By Brenda Flanagan
“This is the only playbook the state can run to make it work,” said Atlantic City Council President Marty Small.
Small brandished Atlantic City’s 120-page recovery plan in front of lawmakers who spent three hours hearing how it will work to pull the gaming town out of its financial tailspin as the clock ticks down toward a state takeover. Some on the Judiciary Committee joked they had wanted something a little simpler.
“It’s kind of like, we’re going to raise all this money over here, we’re going to pay off all this stuff over here and Atlantic City’s going to be fine,” said Assemblyman Lou Greenwald.
The complex, five-year plan includes a workforce slashed by layoffs and buyouts and renegotiated union contracts. And it raises $110 million by selling vacant Bader Field to the city’s own Municipal Utilities Authority — a tactic lawmakers say the state may question.
“Are you confident that the MUA purchasing Bader Field is in fact a legal transaction? There seems to be some dispute,” Greenwald said.
“It was an out of the box idea but it uniquely met every single goal of the city and the MUA,” said Ed McManimon, attorney at McManimon Scotland and Baumann LLC.
“You’re telling this body that the best plan right now is to have the MUA purchase Bader Field?” asked Assemblyman Chris Brown.

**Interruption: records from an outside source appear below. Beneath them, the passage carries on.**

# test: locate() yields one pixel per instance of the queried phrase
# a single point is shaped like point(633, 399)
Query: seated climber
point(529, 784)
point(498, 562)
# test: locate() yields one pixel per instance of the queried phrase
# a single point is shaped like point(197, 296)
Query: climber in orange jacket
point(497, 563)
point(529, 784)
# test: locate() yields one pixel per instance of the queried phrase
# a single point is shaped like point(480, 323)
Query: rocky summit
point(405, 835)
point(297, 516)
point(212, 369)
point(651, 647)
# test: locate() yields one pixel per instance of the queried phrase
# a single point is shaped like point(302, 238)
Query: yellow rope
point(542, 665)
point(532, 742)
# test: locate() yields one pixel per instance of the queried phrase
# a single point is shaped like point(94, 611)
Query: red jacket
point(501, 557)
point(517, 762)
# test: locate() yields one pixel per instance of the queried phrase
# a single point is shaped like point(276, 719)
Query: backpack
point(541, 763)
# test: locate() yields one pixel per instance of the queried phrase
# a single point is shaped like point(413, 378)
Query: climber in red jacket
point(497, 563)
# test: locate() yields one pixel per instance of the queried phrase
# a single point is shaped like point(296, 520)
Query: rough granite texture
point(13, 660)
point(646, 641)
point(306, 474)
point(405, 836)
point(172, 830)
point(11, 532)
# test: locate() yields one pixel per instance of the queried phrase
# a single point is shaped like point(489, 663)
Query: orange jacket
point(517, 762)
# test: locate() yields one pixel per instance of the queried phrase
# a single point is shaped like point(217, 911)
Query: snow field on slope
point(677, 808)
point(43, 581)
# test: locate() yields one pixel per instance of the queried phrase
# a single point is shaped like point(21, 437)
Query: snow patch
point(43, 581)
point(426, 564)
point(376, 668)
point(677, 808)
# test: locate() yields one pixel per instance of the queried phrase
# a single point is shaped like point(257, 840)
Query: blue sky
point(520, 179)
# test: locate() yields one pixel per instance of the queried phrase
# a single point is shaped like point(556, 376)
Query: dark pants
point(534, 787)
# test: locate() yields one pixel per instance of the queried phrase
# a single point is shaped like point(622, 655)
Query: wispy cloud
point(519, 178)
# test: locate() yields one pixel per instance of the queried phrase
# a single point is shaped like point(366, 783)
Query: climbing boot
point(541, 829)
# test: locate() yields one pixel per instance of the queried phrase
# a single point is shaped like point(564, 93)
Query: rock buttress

“Correct,” McManimon said.
If the state refuses to accept that part of the plan, financial experts noted it’d blow a $110 million hole in it. Another issue — whether Borgata actually agreed to settle their $150 million tax appeal for just $105 million. There’s nothing in writing.
“What assurances do we have — if any — from Borgata that that will be acceptable?” asked Assemblyman John McKeon.
“They’ve come to an agreement. Borgata was unwilling to paper that agreement — to sign a document — pending until the financial plan was approved. All we have today is the word of the representatives from Borgata,” McManimon said.
In the end, lawmakers praised the city’s ability to craft a plan while under the gun, although they continue to argue over who should be in control.
“While there’s a tremendous desire for local control, I think you can understand with the resources that are coming in, we have a kind of a desire to say we want to be involved,” Greenwald said.
“These are things that they said we wouldn’t have the courage to do and we are clearly doing them in this document,” Small said.
What’s next? The Department of Community Affairs has until next Tuesday to accept or reject Atlantic City’s proposal. The city has said it really doesn’t have a plan B, but if the state rejects the plan it will appeal.